Authorities continued their hunt on Monday for the band of thieves who stole eight priceless royal pieces of jewelry from the Louvre Museum in the heart of Paris in broad daylight.

Officials said a team of 60 investigators were working on the theory that the raid was planned and executed by an organized crime group.

In France, it reignited a row over the lack of security in France’s museums, which the new Interior Minister Laurent Nunez acknowledged Sunday was a “major weak spot”.

The thieves arrived between 9:30 and 9:40 a.m. local time (0730 and 0740 GMT) Sunday, shortly after the museum opened to the public at 9:00 a.m., a source close to the investigation said.

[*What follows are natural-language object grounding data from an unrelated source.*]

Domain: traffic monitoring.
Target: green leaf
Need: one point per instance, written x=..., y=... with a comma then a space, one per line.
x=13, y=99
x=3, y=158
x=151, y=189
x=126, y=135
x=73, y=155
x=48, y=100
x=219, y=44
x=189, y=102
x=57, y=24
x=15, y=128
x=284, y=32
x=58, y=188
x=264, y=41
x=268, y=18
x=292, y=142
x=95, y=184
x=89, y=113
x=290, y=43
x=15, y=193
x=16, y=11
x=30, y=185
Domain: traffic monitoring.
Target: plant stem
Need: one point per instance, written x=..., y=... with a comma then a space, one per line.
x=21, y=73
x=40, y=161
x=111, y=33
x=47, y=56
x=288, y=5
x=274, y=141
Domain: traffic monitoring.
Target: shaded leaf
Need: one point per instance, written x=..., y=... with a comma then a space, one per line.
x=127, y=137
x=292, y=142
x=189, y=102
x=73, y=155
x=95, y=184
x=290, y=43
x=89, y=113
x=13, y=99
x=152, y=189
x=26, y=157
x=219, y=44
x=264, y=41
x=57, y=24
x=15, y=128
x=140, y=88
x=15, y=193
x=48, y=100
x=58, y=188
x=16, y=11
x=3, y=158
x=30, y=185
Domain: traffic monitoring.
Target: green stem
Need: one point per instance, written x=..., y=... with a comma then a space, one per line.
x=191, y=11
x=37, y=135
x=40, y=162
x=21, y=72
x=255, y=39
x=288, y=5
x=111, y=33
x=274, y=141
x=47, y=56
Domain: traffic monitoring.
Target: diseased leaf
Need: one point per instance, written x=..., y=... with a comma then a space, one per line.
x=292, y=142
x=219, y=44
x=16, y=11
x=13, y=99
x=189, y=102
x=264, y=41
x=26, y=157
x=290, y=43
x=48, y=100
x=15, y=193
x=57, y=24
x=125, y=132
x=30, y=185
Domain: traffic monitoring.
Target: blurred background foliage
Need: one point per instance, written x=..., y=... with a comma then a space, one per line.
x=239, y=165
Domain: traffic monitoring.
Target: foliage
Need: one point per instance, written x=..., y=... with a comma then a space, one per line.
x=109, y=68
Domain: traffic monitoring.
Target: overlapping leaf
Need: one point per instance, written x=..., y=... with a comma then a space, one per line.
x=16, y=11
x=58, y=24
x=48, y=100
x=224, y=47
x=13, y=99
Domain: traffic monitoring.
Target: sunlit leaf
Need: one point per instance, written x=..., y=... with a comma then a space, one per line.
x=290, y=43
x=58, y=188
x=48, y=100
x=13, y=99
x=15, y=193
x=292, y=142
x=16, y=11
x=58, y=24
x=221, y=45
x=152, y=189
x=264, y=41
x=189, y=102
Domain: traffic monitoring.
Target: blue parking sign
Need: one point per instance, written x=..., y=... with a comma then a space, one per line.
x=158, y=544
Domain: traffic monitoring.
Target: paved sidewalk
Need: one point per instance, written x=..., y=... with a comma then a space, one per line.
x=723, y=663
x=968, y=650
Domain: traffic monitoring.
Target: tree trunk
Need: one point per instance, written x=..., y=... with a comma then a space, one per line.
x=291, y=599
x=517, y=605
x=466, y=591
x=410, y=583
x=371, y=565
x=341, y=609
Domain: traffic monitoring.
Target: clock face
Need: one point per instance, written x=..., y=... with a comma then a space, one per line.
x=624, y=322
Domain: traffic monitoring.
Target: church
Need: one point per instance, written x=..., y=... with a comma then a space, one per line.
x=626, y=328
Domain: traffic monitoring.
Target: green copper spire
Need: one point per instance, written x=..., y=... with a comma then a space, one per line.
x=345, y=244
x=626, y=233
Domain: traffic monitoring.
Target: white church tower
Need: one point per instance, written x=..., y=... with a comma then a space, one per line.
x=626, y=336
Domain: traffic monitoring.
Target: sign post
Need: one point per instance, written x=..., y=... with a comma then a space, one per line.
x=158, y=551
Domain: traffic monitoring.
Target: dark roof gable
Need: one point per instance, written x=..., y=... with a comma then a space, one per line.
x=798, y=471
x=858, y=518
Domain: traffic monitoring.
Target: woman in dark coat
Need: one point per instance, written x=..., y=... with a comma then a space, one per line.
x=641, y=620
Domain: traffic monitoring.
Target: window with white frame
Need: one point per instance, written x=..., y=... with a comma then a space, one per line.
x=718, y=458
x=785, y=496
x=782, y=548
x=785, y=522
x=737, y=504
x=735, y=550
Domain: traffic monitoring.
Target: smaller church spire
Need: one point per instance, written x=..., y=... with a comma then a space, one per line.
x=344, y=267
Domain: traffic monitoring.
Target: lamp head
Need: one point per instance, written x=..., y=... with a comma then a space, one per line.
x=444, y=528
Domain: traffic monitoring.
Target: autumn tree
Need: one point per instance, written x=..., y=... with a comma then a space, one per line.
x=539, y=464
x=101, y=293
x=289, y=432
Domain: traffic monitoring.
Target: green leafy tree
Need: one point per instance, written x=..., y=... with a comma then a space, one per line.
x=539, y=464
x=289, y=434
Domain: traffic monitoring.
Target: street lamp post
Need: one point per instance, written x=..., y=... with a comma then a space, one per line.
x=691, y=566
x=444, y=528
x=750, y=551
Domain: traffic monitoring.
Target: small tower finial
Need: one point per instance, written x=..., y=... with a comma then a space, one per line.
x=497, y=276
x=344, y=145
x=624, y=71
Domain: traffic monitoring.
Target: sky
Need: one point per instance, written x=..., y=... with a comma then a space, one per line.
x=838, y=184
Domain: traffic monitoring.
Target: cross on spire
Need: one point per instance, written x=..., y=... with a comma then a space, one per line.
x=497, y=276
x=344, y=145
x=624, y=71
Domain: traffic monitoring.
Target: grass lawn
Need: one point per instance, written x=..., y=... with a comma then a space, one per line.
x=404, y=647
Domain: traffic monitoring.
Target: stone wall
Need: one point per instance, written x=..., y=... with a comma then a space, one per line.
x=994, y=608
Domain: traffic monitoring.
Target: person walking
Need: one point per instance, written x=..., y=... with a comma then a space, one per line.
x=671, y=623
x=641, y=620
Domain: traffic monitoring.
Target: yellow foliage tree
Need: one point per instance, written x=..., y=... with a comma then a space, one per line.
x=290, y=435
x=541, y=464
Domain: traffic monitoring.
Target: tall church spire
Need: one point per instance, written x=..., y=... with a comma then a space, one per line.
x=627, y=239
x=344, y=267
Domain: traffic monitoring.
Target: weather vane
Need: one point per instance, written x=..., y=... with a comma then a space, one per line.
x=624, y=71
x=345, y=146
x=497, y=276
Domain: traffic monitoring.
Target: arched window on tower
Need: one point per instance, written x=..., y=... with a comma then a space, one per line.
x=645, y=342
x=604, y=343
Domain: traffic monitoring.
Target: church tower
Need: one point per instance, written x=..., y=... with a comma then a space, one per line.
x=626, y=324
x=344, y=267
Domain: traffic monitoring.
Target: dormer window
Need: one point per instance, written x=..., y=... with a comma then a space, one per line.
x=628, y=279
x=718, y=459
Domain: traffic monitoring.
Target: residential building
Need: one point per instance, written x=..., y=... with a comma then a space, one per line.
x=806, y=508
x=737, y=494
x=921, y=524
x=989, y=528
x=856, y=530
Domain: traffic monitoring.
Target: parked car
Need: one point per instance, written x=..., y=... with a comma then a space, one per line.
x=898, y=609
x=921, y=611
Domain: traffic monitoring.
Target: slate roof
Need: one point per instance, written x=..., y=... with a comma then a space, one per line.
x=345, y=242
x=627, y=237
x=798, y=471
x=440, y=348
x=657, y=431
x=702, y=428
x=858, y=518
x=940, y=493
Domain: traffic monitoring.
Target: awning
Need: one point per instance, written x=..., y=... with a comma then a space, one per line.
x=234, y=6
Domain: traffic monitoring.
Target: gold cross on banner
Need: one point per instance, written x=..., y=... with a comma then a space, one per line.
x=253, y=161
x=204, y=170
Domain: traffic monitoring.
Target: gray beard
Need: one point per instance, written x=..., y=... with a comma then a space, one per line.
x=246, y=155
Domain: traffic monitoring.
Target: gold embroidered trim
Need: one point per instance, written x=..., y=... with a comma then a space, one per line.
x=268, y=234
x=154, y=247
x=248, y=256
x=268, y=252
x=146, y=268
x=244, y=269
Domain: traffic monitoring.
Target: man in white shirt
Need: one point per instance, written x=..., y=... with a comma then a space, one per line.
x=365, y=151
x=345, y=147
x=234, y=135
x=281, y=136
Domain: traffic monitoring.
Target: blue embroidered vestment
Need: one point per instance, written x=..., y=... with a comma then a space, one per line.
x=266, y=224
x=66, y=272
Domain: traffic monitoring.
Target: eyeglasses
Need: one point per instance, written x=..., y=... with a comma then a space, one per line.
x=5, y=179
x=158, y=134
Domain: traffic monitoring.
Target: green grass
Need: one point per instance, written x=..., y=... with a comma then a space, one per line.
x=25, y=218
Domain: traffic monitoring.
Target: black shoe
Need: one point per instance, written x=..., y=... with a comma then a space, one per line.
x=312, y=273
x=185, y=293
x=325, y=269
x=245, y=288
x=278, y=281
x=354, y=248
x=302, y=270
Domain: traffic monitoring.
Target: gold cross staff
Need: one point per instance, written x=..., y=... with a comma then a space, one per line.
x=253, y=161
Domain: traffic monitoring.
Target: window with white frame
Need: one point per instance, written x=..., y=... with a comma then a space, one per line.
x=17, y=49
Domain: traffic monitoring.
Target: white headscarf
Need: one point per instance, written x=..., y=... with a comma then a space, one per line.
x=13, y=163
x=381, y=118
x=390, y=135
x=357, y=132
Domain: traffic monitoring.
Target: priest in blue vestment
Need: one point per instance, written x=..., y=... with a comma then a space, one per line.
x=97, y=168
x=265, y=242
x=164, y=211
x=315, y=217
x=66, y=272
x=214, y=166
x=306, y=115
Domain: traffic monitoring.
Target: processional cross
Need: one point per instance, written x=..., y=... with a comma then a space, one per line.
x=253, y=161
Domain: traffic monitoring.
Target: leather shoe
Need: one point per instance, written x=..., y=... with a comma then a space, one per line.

They used a furniture hoist to get access to the Apollo Gallery, home to the royal collection, and cutting equipment to get in through a window and open the display cases.

A brief clip of the raid, apparently filmed on the phone of a visitor to the museum, was broadcast on French news channels.

The masked thieves stole nine 19th-century items of jewelry, one of which -- the crown of the Empress Eugenie -- was dropped and damaged as they made their escape.


Seven-minute raid

Eight “priceless” items of jewelry were stolen, the culture ministry said Sunday. The list they released included an emerald-and-diamond necklace that Napoleon gave his wife Empress Marie Louise.

Also stolen was a diadem that once belonged to the Empress Eugenie, which has nearly 2,000 diamonds; and a necklace that once belonged to Marie-Amelie, the last queen of France. It has eight sapphires and 631 diamonds, according to the Louvre’s website.

The whole raid took just seven minutes and was thought to have been carried out by an experienced team, possibly “foreigners”, said Nunez.

The intervention of the museum’s staff forced the thieves to flee, leaving behind some of the equipment used in the raid, said the culture ministry in a statement.